Theoretically, an adult film actress could file a conventional worker’s compensation claim for such an injury but this is not someone who is paid for such work. The woman testified that she was traveling and went out to dinner with a friend. When they went back to the hotel for a sexual interlude, a lamp fell on the woman and injured her. The man offered testimony that he could not say how it happened because they were “going hard” at the time of the accident. The woman claimed that since she was traveling for the office, the injury occurred “during the course of employment.”
Nicholas agreed and noted that she would have been allowed to recover if she had slipped in the shower or “injured while playing a game of cards” and that sex was an “ordinary incident of life” in a hotel room.
The woman in her thirties claimed facial and psychological injuries from being hit by the glass fitting in November 2007.
In the United States, you are covered for injuries in a hotel if you are traveling on business. The question is whether any injury is covered regardless of what you are doing in the hotel room. Nicholas has a point that sex is not in anyway unforeseeable or improper conduct. Ironically, when dealing with a question of the “scope of employment” in the area of respondeat superior, the courts will make an exception for any “frolic or detour.” This would certainly appear a frolic in a conventional sense, but the court viewed this as a standard use of a room.

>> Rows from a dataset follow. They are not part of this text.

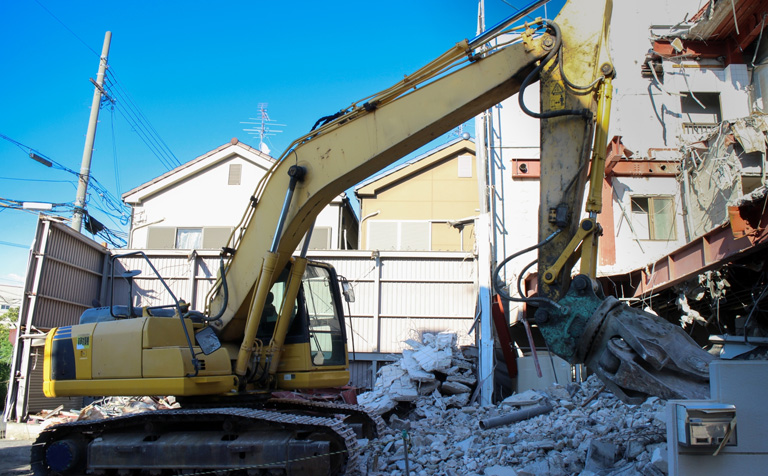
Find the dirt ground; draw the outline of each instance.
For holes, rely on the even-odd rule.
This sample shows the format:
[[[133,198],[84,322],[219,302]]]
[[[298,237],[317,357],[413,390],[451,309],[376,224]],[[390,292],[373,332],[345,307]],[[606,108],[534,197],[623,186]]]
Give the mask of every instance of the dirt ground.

Not to appear salacious in this context, there is a “coming and going rule” that bars employees in the United States from generally collecting workers compensation if they are injured while commuting to or from work. However, that is not the rule for injury during travel. What constitutes work is generally give broad reading. For example, in Griffith v. Miamisburg (2008), a police trainee injured during a basketball game at a training facility was covered.
The cases turn on very precise notions of whether the employee was still at work at a hotel. Thus, in Jones v. USF Holland, Inc. (Ohio 2011), a truck driver who was staying at a hotel picked by his company was viewed as not covered when he slipped in the shower. He was viewed as “off-the-clock” by the court between hauls. However, in Lippolt v. Hague (2008), an employee injured in a hotel parking lot was deemed as covered because the worker was traveling for the company.

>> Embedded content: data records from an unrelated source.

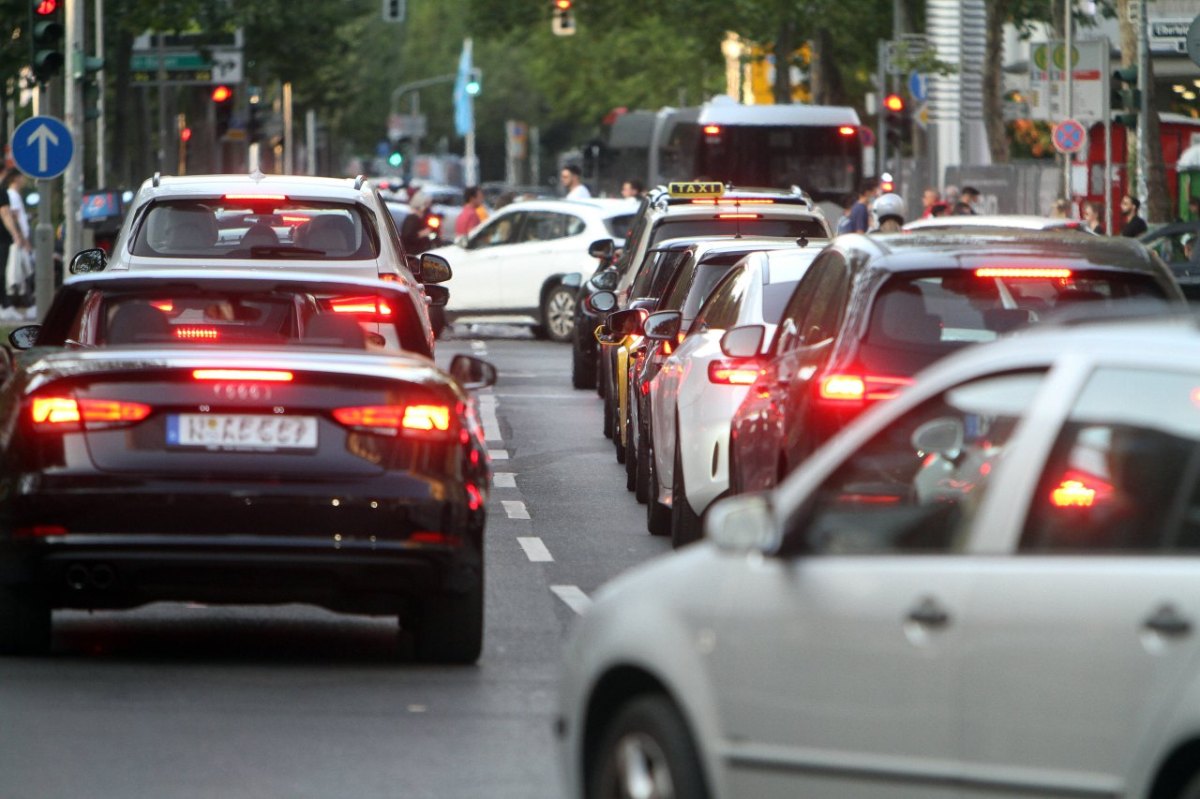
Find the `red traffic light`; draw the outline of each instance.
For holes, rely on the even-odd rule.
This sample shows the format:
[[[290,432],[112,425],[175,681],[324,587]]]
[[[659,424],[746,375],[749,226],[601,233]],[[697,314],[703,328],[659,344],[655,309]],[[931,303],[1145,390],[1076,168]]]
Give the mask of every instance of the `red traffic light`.
[[[554,7],[559,11],[570,11],[572,0],[554,0]]]
[[[192,140],[192,129],[184,128],[183,130],[179,131],[179,140],[180,141],[191,141]]]
[[[898,94],[889,94],[883,98],[883,107],[889,111],[899,113],[904,110],[904,98]]]
[[[214,103],[223,103],[233,97],[233,91],[228,86],[218,86],[212,90],[212,100]]]
[[[33,13],[39,17],[48,17],[58,11],[58,0],[38,0],[33,7]]]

On a different aspect of worker’s comp, porn stars have organized to get worker’s compensation coverage for themselves and their colleagues. Notably, they have not argued for compensation for STDs, though that would seem a predictable risk for the industry. Movie companies have long opposed such coverage. Presumably, these workers are treated as contractors by the studios.
The judge’s ruling in this case makes sense if employees are covered for any injuries during travel. Moreover, it is not clear that the lighting fixture would not have fallen without the sexual encounter. What do you think?